We think that IKONOS data will be particularly valuable in sites where they can be linked to field data on forest structure and function. Many such data already exist, and rapid progress in understanding the potential of IKONOS imagery will come from building on these resources. Good sources for such data include industries that control large land areas, such as timber and oil companies, as well as government natural resources management agencies, non-governmental organizations and academically affiliated research sites. A major limitation to the potential widespread adoption of IKONOS data for the applications described above, however, is their current high costs.
Lastly, many of the results presented here resulted from interactions, in the field and in the laboratory, within a multi-disciplinary team. In our case this team consisted of a remote sensing/GIS expert, three ecologists with very different backgrounds, and an experienced local woodsman. We suggest that future studies on the application of high-resolution imagery to landscape-scale ecological patterns and processes should consider collaborations that include both remote sensing/GIS scientists as well as terrestrial ecologists.

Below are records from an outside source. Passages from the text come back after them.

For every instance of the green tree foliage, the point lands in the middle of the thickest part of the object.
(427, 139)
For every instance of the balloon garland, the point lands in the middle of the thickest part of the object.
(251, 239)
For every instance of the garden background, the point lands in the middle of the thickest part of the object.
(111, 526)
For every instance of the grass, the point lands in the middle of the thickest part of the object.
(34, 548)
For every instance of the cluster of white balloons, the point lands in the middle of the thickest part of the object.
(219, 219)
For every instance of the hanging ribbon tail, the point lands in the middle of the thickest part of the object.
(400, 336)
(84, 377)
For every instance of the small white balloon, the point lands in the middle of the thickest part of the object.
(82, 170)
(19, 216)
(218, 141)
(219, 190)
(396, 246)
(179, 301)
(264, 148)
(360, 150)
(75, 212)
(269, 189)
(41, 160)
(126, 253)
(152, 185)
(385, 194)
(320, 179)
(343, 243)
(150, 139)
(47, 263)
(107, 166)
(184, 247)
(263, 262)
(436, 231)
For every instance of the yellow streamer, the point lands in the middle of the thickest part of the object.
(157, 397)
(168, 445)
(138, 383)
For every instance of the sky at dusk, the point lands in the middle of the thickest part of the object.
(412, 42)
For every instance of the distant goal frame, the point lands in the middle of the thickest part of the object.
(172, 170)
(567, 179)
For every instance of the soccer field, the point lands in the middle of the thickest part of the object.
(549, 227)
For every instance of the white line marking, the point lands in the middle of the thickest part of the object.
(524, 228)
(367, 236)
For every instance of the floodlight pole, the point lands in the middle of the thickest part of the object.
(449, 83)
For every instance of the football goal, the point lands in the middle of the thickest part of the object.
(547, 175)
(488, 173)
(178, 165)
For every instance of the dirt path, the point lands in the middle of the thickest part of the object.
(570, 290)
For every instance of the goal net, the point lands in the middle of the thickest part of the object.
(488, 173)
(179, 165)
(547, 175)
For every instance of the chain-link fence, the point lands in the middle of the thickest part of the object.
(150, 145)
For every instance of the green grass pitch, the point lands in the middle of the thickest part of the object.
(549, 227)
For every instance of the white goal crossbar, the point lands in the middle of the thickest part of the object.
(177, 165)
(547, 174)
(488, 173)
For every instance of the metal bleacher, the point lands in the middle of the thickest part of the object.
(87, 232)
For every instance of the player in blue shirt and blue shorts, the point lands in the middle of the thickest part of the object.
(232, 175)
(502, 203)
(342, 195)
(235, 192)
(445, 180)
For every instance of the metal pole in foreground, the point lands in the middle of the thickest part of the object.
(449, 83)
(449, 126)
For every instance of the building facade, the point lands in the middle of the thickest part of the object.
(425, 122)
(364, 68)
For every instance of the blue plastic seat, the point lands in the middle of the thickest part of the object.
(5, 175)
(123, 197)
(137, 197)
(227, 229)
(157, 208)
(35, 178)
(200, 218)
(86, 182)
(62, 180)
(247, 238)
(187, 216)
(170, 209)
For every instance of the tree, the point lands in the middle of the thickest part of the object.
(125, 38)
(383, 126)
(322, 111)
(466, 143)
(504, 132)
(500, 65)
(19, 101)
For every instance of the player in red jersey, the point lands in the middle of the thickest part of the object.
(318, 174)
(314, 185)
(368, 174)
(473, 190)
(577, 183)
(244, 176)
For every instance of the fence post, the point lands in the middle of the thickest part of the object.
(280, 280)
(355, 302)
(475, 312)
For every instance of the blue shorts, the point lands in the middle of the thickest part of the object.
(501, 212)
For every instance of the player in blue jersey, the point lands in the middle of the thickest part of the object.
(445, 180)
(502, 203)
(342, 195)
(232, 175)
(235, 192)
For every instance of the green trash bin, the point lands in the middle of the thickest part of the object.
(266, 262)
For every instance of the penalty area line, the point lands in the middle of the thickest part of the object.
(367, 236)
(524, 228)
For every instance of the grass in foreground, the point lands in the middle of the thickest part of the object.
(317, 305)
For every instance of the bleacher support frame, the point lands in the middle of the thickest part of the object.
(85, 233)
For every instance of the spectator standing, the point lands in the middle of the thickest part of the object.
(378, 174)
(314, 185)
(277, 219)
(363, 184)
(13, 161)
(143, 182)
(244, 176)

We thank Ing. Josué Rogério and Precious Woods Amazon for their generous support, including detailed orientations, access to company maps and data and lodging. We are grateful to Dr Heraldo Vasconcelos [Instituto Nacional da Pesquisa Amazônica (INPA)/Smithsonian Institution Biological Dynamics of Forest Fragments (BDFF) Project] and Dr Rita Mesquita (INPA) for help in obtaining research permits and providing logistic assistance. We thank Francisco Marques Bezerra for untiring assistance in the field and good cooking. A vehicle was provided by NASA-LBA (Project Anthropogenic Landscape Change and the Dynamics of Amazon Forest Biomass). Financial support came from an anonymous donor to the Office of Research and Computing at Syracuse University (J.M. Read), the Andrew W. Mellon Foundation (D.B. Clark), and NASA-LBA (E.M. Venticinque and M.P. Moreira). We also thank three referees for their comments on the manuscript. This is Contribution 383 in the Biological Dynamics of Forest Fragments Project Technical Series.